Aqui se mostra a capacidade de solidariedade de Jesus, que con-sofre com o sofredor, entra em empatia com quem está doente e se coloca ao seu lado para invocar a libertação.

Tudo isso é acompanhado por uma palavra pronunciada com força por Jesus: “Efatá, abre-te!”, que é muito mais do que um mandato aos ouvidos e à língua, mas é dirigida a toda a pessoa. “Efatá, abre-te!”: palavras extraordinárias e eficazes na boca de Jesus, palavras que não por acaso ressoavam no antigo rito batismal em Roma, quando, com um dedo embebido em saliva, tocavam-se as orelhas, as narinas e a boca do neófito, habilitando-o à vida nova em Cristo e ao exercício dos sentidos espirituais.

Abrir-se ao outro, aos outros, a Deus não é uma operação automática: é preciso aprendê-la, é preciso exercitar-se nela, e só assim podem ser percorridos caminhos humanos terapêuticos, que também são sempre caminhos de salvação espiritual.

Assim Jesus nos ensina que toda a nossa pessoa, o nosso próprio corpo deve estar comprometido no encontro e no cuidado do outro: não bastam os pensamentos e sentimentos, não bastam as palavras, mesmo que sejam as mais adequadas e santas: é preciso o encontro das carnes, dos corpos, para poder vislumbrar uma cura existencial que vai sempre além da meramente física, uma cura que abre à comunhão.

E eis que aquele surdo balbuciante é curado, escuta corretamente e fala sem obstáculos! No entanto, Jesus o manda de volta para casa e pede-lhe que se cale, assim como ordena que aqueles que viram não divulguem o que aconteceu.

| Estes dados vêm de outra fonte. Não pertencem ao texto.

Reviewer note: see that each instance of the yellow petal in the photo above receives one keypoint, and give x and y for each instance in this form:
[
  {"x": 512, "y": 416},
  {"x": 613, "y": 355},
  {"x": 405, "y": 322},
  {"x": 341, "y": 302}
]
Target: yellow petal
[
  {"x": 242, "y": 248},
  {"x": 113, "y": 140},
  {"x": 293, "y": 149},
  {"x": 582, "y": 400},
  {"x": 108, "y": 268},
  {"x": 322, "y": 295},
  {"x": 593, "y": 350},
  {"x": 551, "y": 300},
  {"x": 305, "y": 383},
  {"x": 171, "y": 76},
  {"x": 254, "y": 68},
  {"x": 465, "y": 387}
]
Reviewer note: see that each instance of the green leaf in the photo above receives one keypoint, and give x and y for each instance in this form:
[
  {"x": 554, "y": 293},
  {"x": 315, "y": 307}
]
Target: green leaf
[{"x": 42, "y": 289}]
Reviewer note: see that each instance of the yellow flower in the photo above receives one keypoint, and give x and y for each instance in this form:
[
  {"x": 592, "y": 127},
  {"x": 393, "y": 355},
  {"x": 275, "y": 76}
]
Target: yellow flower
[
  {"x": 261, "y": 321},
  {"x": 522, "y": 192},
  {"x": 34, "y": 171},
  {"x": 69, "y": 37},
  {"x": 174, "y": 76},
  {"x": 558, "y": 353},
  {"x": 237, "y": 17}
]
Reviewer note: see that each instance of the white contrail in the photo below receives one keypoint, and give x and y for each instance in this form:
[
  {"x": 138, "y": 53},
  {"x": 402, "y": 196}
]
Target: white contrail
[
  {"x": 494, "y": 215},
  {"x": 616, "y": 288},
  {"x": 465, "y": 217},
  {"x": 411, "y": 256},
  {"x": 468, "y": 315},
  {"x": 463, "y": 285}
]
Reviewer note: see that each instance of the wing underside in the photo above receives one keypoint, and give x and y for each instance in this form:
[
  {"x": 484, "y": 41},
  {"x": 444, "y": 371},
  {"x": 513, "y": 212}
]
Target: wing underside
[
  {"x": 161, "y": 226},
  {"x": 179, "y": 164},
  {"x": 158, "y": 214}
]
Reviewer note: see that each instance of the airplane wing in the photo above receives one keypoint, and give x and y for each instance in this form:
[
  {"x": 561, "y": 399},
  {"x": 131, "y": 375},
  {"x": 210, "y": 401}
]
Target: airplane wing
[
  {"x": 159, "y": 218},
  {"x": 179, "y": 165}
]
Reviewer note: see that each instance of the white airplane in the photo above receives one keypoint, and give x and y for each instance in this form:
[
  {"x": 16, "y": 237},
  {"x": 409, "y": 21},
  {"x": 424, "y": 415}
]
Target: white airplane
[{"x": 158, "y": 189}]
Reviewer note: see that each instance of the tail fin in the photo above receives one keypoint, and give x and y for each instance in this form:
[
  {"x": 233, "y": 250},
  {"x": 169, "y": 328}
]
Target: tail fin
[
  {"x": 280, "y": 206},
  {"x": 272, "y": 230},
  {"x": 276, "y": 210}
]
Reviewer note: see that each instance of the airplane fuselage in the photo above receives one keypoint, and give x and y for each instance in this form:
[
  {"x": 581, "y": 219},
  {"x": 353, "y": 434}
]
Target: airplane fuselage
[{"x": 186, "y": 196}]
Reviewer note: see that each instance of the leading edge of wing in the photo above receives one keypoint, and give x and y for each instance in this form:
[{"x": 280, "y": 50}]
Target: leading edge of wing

No entanto, aqueles pagãos, que não esperavam nem o Messias nem o Profeta escatológico, embora não pudessem chegar a uma confissão de fé, são forçados de algum modo a proclamar, com base na evidência dos fatos: “Ele tem feito bem todas as coisas: aos surdos faz ouvir e aos mudos falar!”.

Poderíamos traduzir essa exclamação daquelas pessoas não judias deste modo: “Jesus é verdadeiramente um homem bom!”. Ainda não é fé, mas já é um reconhecimento do amor, a ação de crer no amor de Jesus.

Quanto aos fiéis judeus, essa ação de Jesus devia ser lida por eles como o cumprimento da profecia escatológica de Isaías: “Então a língua dos balbuciantes (moghiláloi, o mesmo termo grego presente em Mc 7,32) gritará de alegria!” (Is 35,6 LXX).

Certamente, esse relato desperta a nossa responsabilidade como discípulos e discípulas de Jesus, chamados a renovar e atualizar de novo a sua ação libertadora. De fato, devemos realizar a diakonía do lógos, da palavra, o que não significa apenas anunciá-la, mas despertá-la naqueles que estão impedidos em relação a ela.

Por que nas nossas Igrejas não damos a palavra a quem se esforça para falar? Por que não os autorizamos a uma autêntica ação de tomar a palavra? Por que não temos a paciência para escutar quem fala com dificuldade? Por que as nossas igrejas não são lugares de “logoterapia”, tão necessária nas nossas assembleias, muitas vezes mudas? Por que não ajudamos, até curar, quem é balbuciante na fé e na vida cristã?

Efatá, abre-te!” é um convite que devemos ouvir como palavra do Senhor dirigida aqui e agora a cada um de nós. Ao mesmo tempo, é um convite que nós mesmo podemos e devemos dirigir aos outros, para que floresça a comunicação; da comunicação à partilha; da partilha à comunidade; da comunidade à comunhão. Esses são itinerários eclesiais mais urgentes do que nunca!